Padahal nyatanya tidak demikian. Suami dan anak memang akan menjadi penyebab stagnansi karir perempuan, jika perempuan ingin berfikir demikian. Dalam mind set perempuan tipe ini, keruwetan mengurus urusan rumah tangga akan membuat banyak energi perempuan keluar. Akibatnya, perempuan tidak lagi punya energi yang cukup untuk pekerjaannya. Akhirnya hanya tiga pilihannya: tetap fokus pada pekerjaan sedangkan anak terbengkalai, keluar dari kantor karena kelelahan atau dipecat atasan karena pekerjaan yang tidak beres.
Namun jika perempuan mau menggunakan kaca mata yang berbeda, maka suami dan anak sesungguhnya pemompa semangat dalam berkarir ataupun eksistensi diri. Mengenai pembagian waktu antara pekerjaan dan anak sepertinya sudah ada seribu satu macam tulisan membahas masalah ini. Akan tetapi yang ingin saya tekankan adalah mengenai mindset perempuan terhadap keluarga dan eksistensi diri. Berkeluarga, memiliki anak, jika perempuan ingin pandang sebagai sebuah kekuatan baru, maka pada hakikatnya mereka memang sebuah kekuatan baru bagi kita untuk melecut eksistensi diri.
Mereka, pada hakikatnya, adalah sayap baru yang lebih kuat dan lebih kokoh, dari milik kita sebelumnya, untuk terbang mencapai impian-impian kita.
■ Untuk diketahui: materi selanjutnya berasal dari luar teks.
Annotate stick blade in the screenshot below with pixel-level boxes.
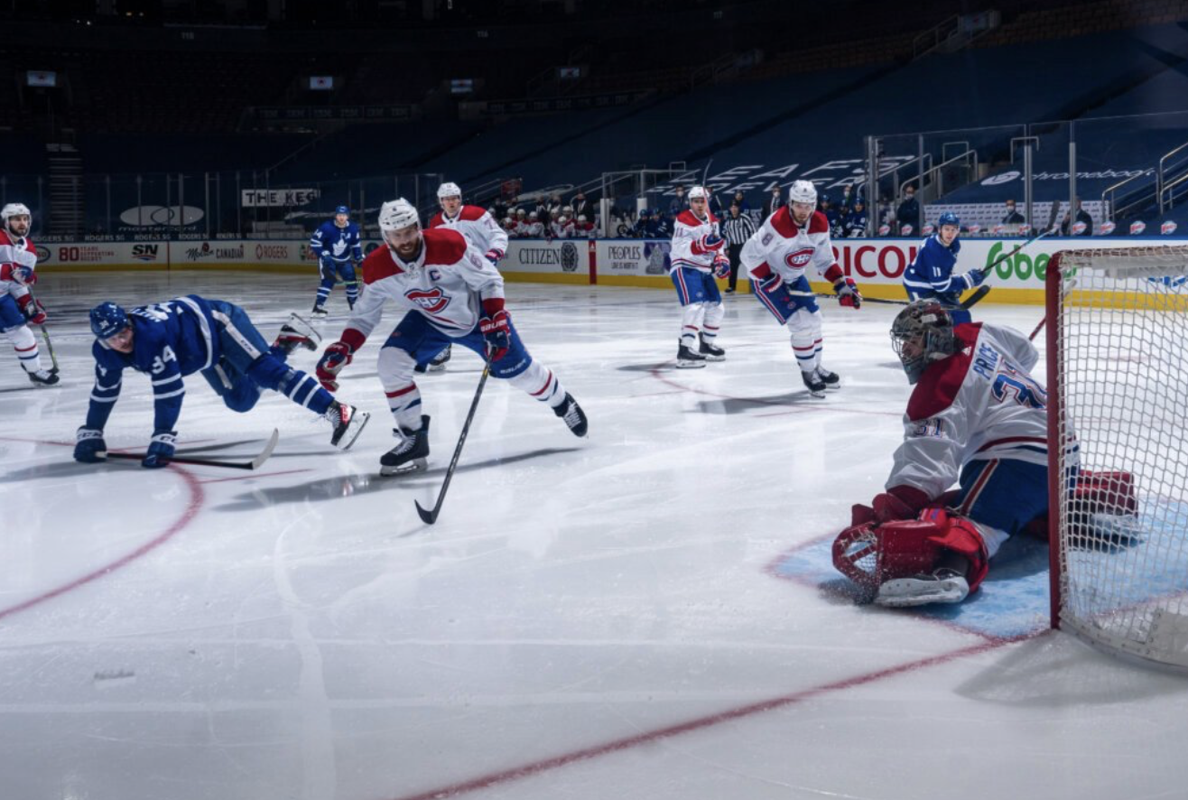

Kehadiran anak memang akan mengambil waktu-waktu yang kita miliki. Akan tetapi, saya melihat, dengan hadirnya anak maka kita akan semakin dituntut untuk membuktikan kepada anak eksistensi diri kita. Maksudnya adalah, begitu banyak orang tua menginginkan anaknya menjadi orang yang hebat. Entah menjadi dokter, pengacara, insinyur, apapun profesinya, intinya mereka menginginkan anak mereka sukses. Akan tetapi pertanyaan selanjutnya adalah, sudahkah kita memberikan contoh kesuksesan yang kita inginkan kepada anak-anak kita?
Saya tidak akan berpanjang-panjang dalam masalah ini, namun saya sadar, eksistensi kita dalam berkarir ataupun berkarya harusnya terlecut dengan hadirnya keluarga. Sebab kepada anak, saya ingin dia melihat, merasakan dan akhirnya belajar dari saya sendiri untuk menjadi sukses. Saya tidak ingin menjadi ibu masa kini kebanyakan, yang permissive untuk tidak melakukan eksistensi diri setelah berkeluarga. Pada akhirnya nilai-nilai yang ditanamkan kepada anak-anak mereka adalah “Nak, tidak perlulah cepat berkeluarga, raih dulu kesuksesanmu…Nanti anak-anakmu mau dikasih makan apa?”.

Saya jelas oposisi ibu-ibu jenis ini. Sebab keluarga adalah sayap baru saya untuk terbang meraih mimpi. Sedangkan anda?